10.10.14

Vamos esquecer a história que não convém?

In http://www.conservapedia.com/images/e/ee/Stalin-140508_27880t.jpg
Façamos melhor: vamos apagar a história que não convém, aquela de que nos envergonhamos. Porque, ao apagá-la dos registos da memória, conseguimos o milagre de fazer crer que essa história não aconteceu, que foi apenas um pesadelo coletivo. É como se fosse possível ir aos fundilhos do tempo, andar com o relógio para trás e passar uma vassoura pelos protagonistas que nos desagradam. Não interessa que desse modo sejamos juízes impondo os nosso juízos aos outros; assim como assim, somos de uma estatura intelectual superior e o povo precisa de ser guiado como deve ser.
A extrema-esquerda não aprende com as armadilhas que inventou para si mesma. O estalinismo, com as depurações cirúrgicas que iam ao ponto de apagar gente (que passou a ser) incómoda das fotografias, não se despega da espuma do tempo. O mais recente aconteceu no parlamento, quando os deputados das seitas aí filiadas queriam impedir uma exposição de bustos de presidentes da república porque estavam lá retratados os que exerceram a função durante o (que insistem em chamar) fascismo. Ensinemos aos meninos que andam pelos bancos da escola a aprender a história da grandiosa pátria que teve foros de coisa exemplar nos tempos idos: quando nos envergonhamos de episódios que ficaram nos anais da história, viramos a cara para o lado de lá, fechamos os olhos, cultivamos a ignorância, fazemos de conta que aquilo, por tão vergonhoso, não se passou. Tendo origem na presciente e muito tolerante extrema-esquerda, ai de quem chamar a isto censura.
Era como se daqui para a frente cada indivíduo pudesse banir do registo da memória os acontecimentos que molharam a existência com o fracasso, as odisseias de que não se tem orgulho, e nem sequer houvesse lugar ao arrependimento (que, é certo, é perda de tempo). Refazíamos a história nossa como se fosse possível extinguir os episódios que não deviam ter acontecido se o tempo futuro pudesse fazer uma aliança com os acontecimentos passados. Lamentavelmente, os tempos diferentes não têm pontes que os unam. Pertencem, cada qual, ao tempo de que vêm. Ir lá atrás para apagar o que não interessa recordar é mau augúrio: de que somos perfeitos (e ainda bem que não somos) e de que somos engenheiros que cinzelam cirurgicamente o passado em que fomos.

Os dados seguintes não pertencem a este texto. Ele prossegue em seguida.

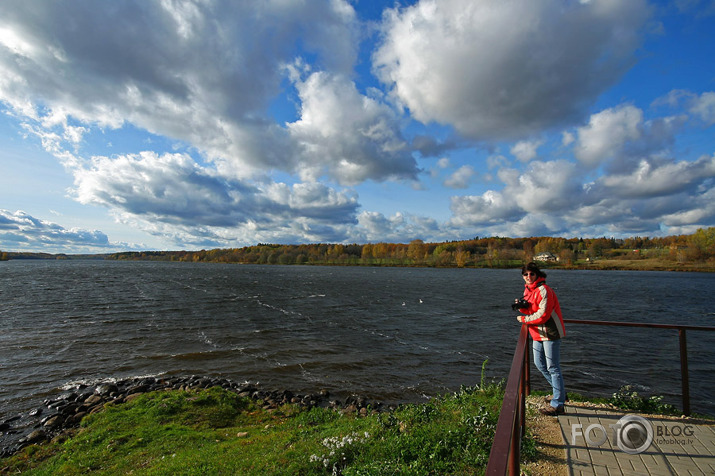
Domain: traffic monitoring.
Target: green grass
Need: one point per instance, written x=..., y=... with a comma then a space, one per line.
x=217, y=432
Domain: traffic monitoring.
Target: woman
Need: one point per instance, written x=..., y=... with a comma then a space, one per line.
x=546, y=326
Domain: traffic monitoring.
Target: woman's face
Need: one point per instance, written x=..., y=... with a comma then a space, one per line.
x=529, y=277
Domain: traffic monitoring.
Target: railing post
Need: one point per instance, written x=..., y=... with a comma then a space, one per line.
x=684, y=371
x=527, y=367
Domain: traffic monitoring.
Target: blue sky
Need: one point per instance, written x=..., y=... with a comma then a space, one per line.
x=169, y=125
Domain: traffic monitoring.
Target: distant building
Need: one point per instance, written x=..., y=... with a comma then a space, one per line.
x=546, y=256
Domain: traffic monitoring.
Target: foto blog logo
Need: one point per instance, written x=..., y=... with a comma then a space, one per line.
x=632, y=434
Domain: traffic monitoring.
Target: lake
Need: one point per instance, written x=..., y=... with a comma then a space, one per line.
x=389, y=334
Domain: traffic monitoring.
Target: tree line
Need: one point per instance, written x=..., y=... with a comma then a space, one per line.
x=478, y=252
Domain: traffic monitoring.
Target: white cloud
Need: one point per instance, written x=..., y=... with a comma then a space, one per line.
x=172, y=195
x=20, y=231
x=347, y=136
x=704, y=107
x=204, y=73
x=606, y=134
x=461, y=178
x=469, y=64
x=526, y=150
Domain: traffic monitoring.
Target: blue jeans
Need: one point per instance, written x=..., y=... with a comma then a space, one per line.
x=547, y=358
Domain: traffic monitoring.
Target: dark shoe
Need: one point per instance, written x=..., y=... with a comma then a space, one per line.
x=547, y=399
x=551, y=411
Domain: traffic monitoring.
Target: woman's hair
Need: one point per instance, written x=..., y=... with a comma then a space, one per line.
x=533, y=267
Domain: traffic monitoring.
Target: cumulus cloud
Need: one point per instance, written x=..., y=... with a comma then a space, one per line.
x=471, y=65
x=171, y=189
x=347, y=136
x=21, y=231
x=526, y=150
x=461, y=178
x=619, y=138
x=204, y=73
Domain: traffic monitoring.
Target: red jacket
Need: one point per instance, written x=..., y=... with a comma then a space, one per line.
x=544, y=316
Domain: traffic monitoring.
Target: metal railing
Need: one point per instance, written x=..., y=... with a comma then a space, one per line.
x=505, y=455
x=506, y=448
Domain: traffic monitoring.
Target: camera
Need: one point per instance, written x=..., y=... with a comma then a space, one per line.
x=520, y=304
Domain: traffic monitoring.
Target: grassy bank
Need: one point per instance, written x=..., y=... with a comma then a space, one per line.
x=214, y=431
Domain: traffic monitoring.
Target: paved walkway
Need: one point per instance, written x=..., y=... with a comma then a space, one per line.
x=678, y=447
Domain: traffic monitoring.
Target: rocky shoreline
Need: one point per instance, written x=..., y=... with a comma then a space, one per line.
x=60, y=415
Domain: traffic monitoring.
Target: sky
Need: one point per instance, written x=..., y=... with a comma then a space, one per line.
x=185, y=125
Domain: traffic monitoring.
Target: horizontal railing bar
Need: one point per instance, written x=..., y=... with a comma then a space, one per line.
x=640, y=324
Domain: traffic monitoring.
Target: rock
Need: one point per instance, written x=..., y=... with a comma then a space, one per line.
x=54, y=421
x=93, y=399
x=34, y=437
x=106, y=389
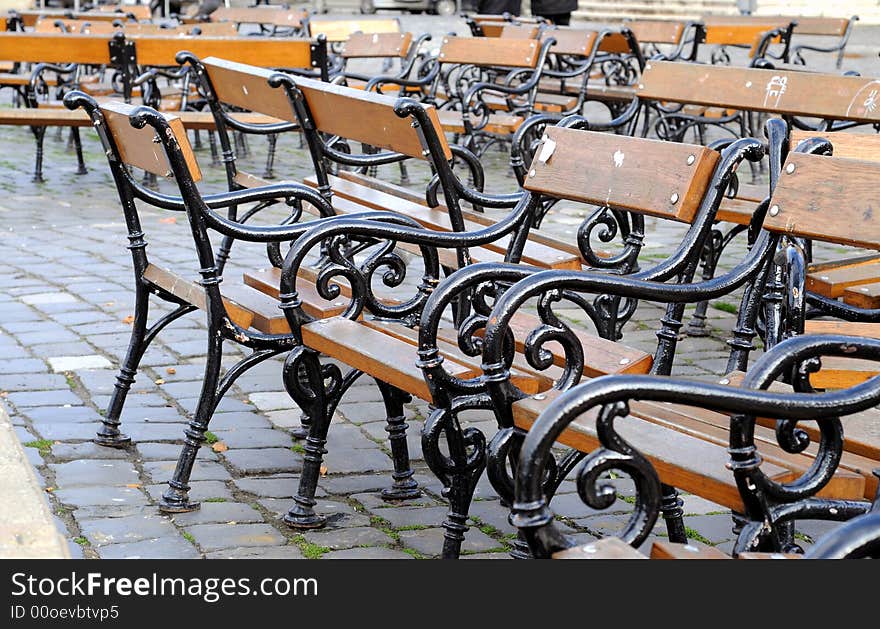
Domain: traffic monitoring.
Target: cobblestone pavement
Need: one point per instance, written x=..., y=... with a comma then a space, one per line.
x=65, y=303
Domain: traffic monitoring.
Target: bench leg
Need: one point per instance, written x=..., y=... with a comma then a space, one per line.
x=77, y=146
x=459, y=471
x=318, y=400
x=270, y=159
x=405, y=487
x=671, y=508
x=39, y=136
x=176, y=497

A extrema-esquerda não aprende a deixar de dar tiros nos pés. Pois recordar os lamentáveis tempos da ditadura não é o melhor seguro para que esses tempos não voltem com o regresso da maré? E recordar esses tempos não é a melhor prova de vida para a extrema-esquerda? Eu cá farei o que estiver ao meu alcance para não esquecer que a extrema-esquerda existiu e continua a existir. Seria demencial fazer de conta que não conta, a extrema-esquerda, para as contas que interessam.